Le système précédent peut être complété avec un second brin, il est alors appelé  « CT8-2 » (Cortical TMA, terminaison en forme de «  8 », 2  brins). Il permet alors de combiner deux actions  indépendantes dans les trois directions de l’espace.
 

Les  systèmes  appelés « CT8-1 » ou « CT8-2 » (Cortical TMA, terminaison en forme de « 8 » à un brin ou à deux brins) sont totalement polyvalents et permettent dans de nombreux cas de limiter l’appareillage aux dents à déplacer.
   

2.  Protocole de pose et de dépose

 

Mise en place :
- décontamination du site d’insertion à l’aide d’une solution antiseptique    
- anesthésie locale à distance du site afin d’éviter un gonflement trop important des tissus mous  
- accès au niveau osseux : incision  horizontale au fond du vestibule  en pleine épaisseur sur une longueur d’environ 1cm et décollement du périoste à la rugine afin d’exposer l’os sous jacent.  
- insertion de la mini-vis : à l’aide d’un tournevis manuel, en maintenant en même temps la connectique choisie.   - mise en charge immédiate : connexion avec l’appareil orthodontique  
- pas de points de suture,  la tension musculaire des joues et des lèvres suffit pour la coaptation des berges de la plaie.

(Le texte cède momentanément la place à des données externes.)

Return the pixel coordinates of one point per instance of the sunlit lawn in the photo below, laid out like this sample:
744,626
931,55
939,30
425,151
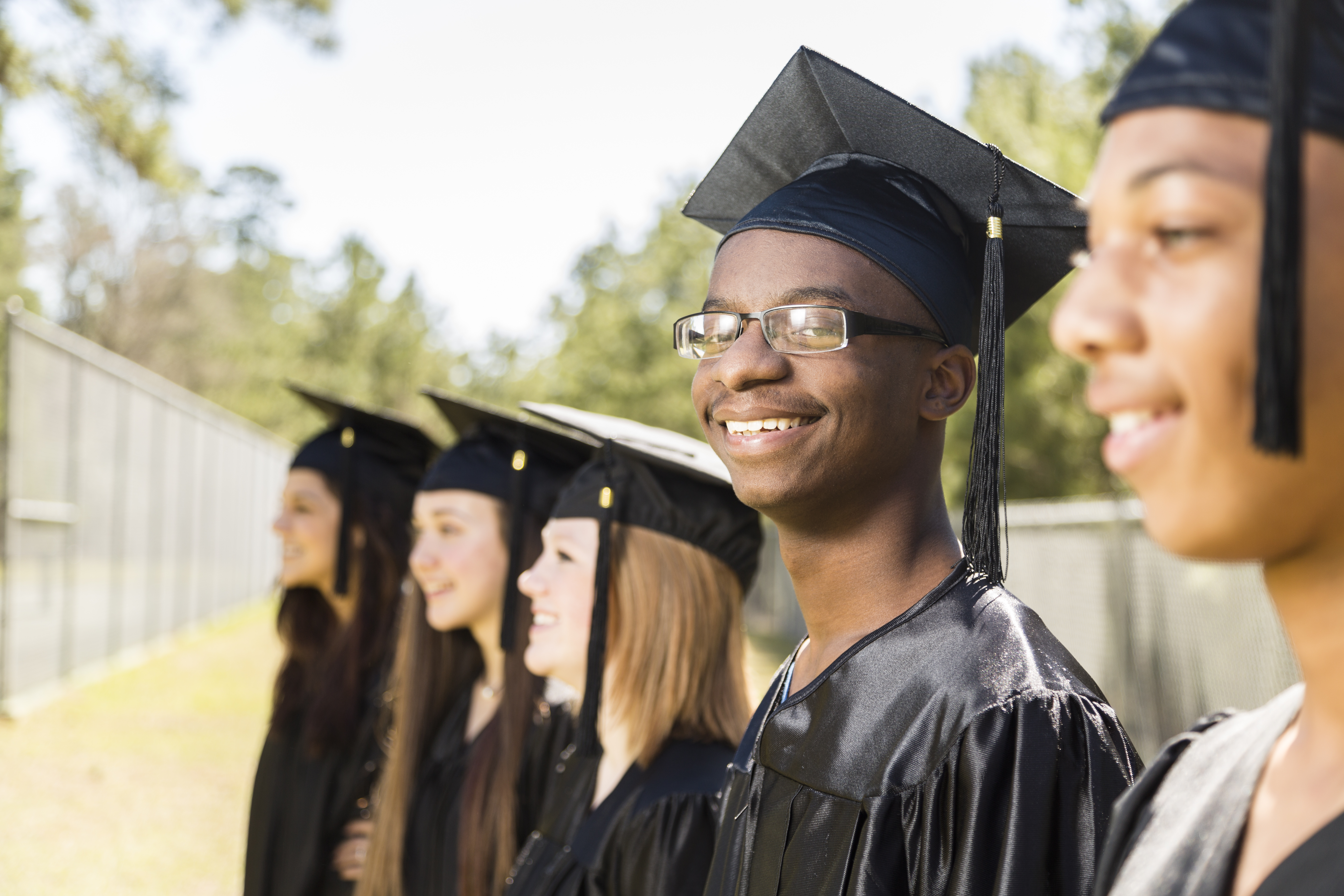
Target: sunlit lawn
140,784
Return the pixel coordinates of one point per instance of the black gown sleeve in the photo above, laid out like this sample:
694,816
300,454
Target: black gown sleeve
661,851
1019,807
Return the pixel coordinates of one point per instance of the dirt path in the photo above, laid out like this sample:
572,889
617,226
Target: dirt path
140,784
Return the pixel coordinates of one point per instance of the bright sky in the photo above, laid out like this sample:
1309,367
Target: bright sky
484,144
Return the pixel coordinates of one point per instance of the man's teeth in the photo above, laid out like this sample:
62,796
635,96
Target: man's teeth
1130,421
772,424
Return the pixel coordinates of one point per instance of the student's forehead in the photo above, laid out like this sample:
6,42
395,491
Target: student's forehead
1143,148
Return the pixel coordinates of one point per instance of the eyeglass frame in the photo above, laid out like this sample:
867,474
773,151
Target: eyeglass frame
855,324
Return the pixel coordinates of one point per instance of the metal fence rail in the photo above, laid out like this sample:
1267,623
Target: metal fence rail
134,508
1167,640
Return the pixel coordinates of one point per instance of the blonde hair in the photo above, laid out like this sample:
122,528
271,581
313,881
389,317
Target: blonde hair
675,665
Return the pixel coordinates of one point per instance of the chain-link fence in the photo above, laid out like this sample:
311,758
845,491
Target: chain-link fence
1167,640
134,508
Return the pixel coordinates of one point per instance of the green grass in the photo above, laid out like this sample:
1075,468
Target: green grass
139,784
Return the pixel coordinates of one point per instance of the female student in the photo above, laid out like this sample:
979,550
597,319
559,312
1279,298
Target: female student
1213,314
343,525
636,604
467,713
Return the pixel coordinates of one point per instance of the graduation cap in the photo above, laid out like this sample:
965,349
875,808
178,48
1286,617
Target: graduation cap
364,452
1283,61
976,237
514,457
658,480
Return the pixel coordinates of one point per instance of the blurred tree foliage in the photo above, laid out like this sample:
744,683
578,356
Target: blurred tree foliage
1047,123
116,97
615,348
236,334
613,353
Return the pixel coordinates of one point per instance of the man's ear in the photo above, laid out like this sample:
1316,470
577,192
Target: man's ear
949,377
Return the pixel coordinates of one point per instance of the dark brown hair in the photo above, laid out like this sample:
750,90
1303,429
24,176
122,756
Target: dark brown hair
432,669
327,667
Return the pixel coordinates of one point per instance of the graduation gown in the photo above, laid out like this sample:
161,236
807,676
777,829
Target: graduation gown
302,804
652,836
959,749
429,862
1179,830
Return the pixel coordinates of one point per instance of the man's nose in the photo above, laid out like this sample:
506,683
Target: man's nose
750,360
1099,314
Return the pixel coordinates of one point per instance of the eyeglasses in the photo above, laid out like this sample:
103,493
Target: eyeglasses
792,330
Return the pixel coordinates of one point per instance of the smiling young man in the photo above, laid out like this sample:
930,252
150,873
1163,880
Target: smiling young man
1213,312
929,735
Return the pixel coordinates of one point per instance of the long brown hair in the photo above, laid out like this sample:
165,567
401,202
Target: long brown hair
431,671
674,667
327,665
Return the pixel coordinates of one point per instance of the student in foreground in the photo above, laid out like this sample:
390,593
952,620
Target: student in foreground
343,523
931,735
1213,311
638,604
468,717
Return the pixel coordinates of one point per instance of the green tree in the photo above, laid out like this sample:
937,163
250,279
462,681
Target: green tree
615,350
1050,124
238,335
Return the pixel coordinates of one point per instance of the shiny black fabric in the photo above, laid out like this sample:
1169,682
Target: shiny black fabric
429,862
959,750
1214,54
667,500
302,804
1179,831
652,836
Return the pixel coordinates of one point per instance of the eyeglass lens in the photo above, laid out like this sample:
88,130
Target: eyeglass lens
798,331
804,330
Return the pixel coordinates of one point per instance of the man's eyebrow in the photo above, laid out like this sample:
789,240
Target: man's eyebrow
1187,166
798,296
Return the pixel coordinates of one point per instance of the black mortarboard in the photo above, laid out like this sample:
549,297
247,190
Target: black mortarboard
514,457
364,452
976,237
662,481
1283,62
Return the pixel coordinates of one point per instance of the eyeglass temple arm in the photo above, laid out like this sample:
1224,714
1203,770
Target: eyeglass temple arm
878,327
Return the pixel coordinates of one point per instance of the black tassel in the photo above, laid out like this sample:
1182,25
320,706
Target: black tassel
984,480
1279,340
588,742
347,491
517,525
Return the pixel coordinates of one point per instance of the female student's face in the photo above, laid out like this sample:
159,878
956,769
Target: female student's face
1166,312
308,526
561,588
460,559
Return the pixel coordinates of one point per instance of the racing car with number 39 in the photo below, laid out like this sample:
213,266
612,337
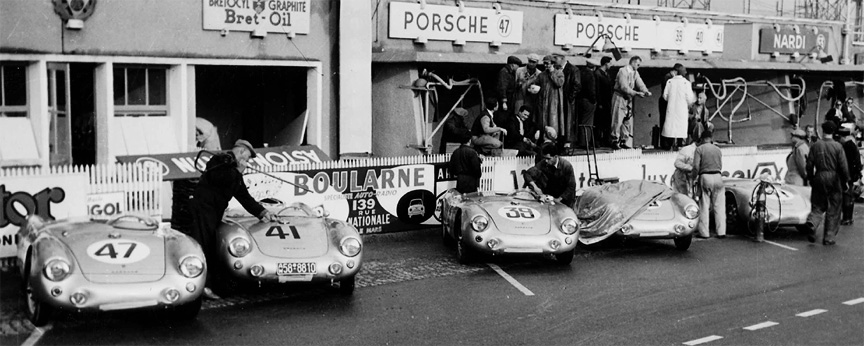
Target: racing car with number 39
507,223
302,245
129,262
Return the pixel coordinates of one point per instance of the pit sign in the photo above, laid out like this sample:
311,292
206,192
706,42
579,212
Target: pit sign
275,16
449,23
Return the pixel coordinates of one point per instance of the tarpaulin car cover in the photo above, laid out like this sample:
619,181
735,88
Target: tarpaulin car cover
602,210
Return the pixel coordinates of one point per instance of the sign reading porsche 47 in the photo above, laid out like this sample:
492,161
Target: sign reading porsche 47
278,16
449,23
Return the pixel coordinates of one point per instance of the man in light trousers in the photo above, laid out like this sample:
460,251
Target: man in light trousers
707,166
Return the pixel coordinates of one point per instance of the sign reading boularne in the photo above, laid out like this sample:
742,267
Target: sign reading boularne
637,33
277,16
50,197
183,165
788,41
450,23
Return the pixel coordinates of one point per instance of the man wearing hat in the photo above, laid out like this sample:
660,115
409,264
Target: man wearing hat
526,83
507,83
853,158
796,162
828,172
221,181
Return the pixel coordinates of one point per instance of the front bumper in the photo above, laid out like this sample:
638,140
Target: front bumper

Les  suites opératoires  sont limitées et la médication généralement limité à un antalgique de niveau I.  
 

Dépose :
  Après anesthésie locale, incision identique à celle de la pose, dégagement à la rugine puis dévissage de  la ou des vis et retrait du fil ayant servi de connectique. Pas de point de suture, les suites opératoires sont négligeables.

   

3.  Avantages/inconvénients

Avantages :

- Sans lambeau ni sutures,  moins de risques anatomiques car les vis sont courtes et ne dépassent quasiment pas la corticale.  
- Leur position ne limite pas l’amplitude des mouvements dentaires.  
- Excellente fiabilité.    

Inconvénients :

- Incision nécessaire à la pose et à la dépose.  
- Difficulté de changer de connectique en cours de traitement.  
- Non adapté à une implantation palatine.    

III.   CONCLUSION

-  Ces ancrages  qualifiés d’absolus  élargissement considérablement nos possibilités thérapeutiques. Ils  permettent de traiter des cas extrêmes considérés auparavant comme  intraitables  et,  dans certains cas, de limiter l’appareillage aux dents à déplacer.    
-  La spécificité de la mécanique et sa  fixation immédiate sur  les vis  rend fortement  souhaitable  que ce soit  l’orthodontiste lui-même  qui  les  place.  Le  geste chirurgical  est relativement simple.  Avec d es vis corticales courtes, il n’y a aucun risque anatomique et les suites opératoires sont malgré tout très faibles.  
- Chaque type de vis possède des indications propres, mais il convient, chaque fois que  cela est possible pour le mouvement nécessaire, de préférer  les mini-vis enfouies car elles bénéficient d’une meilleure fiabilité.  
- Nous avons ici la possibilité d’imaginer de nouvelles mécaniques. C’est une formidable technique d’avenir qui ne demande qu’à être développée.    

Bibliographie :

1.  Lee JS, Kim JK, Park YC, Vanarsdall Jr RL. : Applications cliniques des mini -implants en orthodontie. Quintessence édit 2007.
2.  Ludwig, Baumgaertel, Bowman. : Mini-Implants in Orthodontics. Quintessence Publishing Co.2008.. 
3.  Chillès D, Chillès J.-G. Introduction à l’utilisation de vis de chirurgie maxillo-faciale comme ancrage orthodontique. Rev Orthop Dento Faciale 2006;40:63-90.
4.  Chillès D, Chillès J.-G. Un dispositif à ancrage squelettique pour la traction et la mise en place des canines incluses. Rev Orthop Dento Faciale 2009;43:67-86.